Ryan, the BP spokesman, disputed that enough information was included in the NOAA study to conclude that exposure to oil in the Gulf of Mexico would have the same impact found in laboratory testing.
An iconic image of wildlife impact from the Deepwater Horizon disaster was that of oiled brown pelicans, some of which were captured and taken to special de-oiling facilities.
Although there were a number of success stories of brown pelicans being released to the wild, there were many more birds that died and even more that were never found.
According to the National Wildlife Federation report, 826 brown pelicans were collected in the oil spill area as of May 2011, many of which were found after they were dead.
“Nonetheless, the size of brown pelican populations, even in heavily-oiled areas, may not have been dramatically affected,” according to the report.
Although federal agencies are also looking into possible impacts, the information about that is not publicly available yet, according to the report.
Sea turtle strandings also remain above average and about 500 turtle carcasses a year were found along the Gulf Coast between 2011 and 2013.
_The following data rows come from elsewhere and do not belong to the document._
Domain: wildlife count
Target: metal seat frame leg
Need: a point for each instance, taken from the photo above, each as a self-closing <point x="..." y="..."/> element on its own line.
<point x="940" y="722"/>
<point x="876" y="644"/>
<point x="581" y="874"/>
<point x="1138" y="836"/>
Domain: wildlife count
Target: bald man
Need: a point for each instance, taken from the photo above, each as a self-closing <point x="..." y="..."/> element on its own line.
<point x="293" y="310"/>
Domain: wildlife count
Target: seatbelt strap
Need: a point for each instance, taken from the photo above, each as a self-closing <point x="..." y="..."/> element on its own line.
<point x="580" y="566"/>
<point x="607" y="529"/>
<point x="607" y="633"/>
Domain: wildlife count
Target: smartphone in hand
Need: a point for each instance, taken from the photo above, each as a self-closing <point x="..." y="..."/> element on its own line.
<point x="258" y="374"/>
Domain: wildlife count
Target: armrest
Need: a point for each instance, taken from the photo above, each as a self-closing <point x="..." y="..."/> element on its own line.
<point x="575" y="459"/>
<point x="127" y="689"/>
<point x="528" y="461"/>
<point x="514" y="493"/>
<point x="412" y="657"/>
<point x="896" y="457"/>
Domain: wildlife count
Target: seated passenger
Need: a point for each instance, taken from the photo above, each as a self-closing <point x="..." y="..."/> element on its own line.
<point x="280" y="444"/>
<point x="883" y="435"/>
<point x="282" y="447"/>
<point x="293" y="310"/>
However, the report cautioned, it’s hard to tell how far above normal those numbers are since many of the turtles were found in remote areas where they wouldn’t have been reported at all before the spill. NOAA scientists estimated that fewer than 100 of the dead sea turtles would have been found per year before the spill.
“Despite what the oil company would have us believe, the impacts are ongoing,” said Sara Gonzalez-Rothi, the National Wildlife Federation’s senior policy specialist for Gulf and coastal restoration.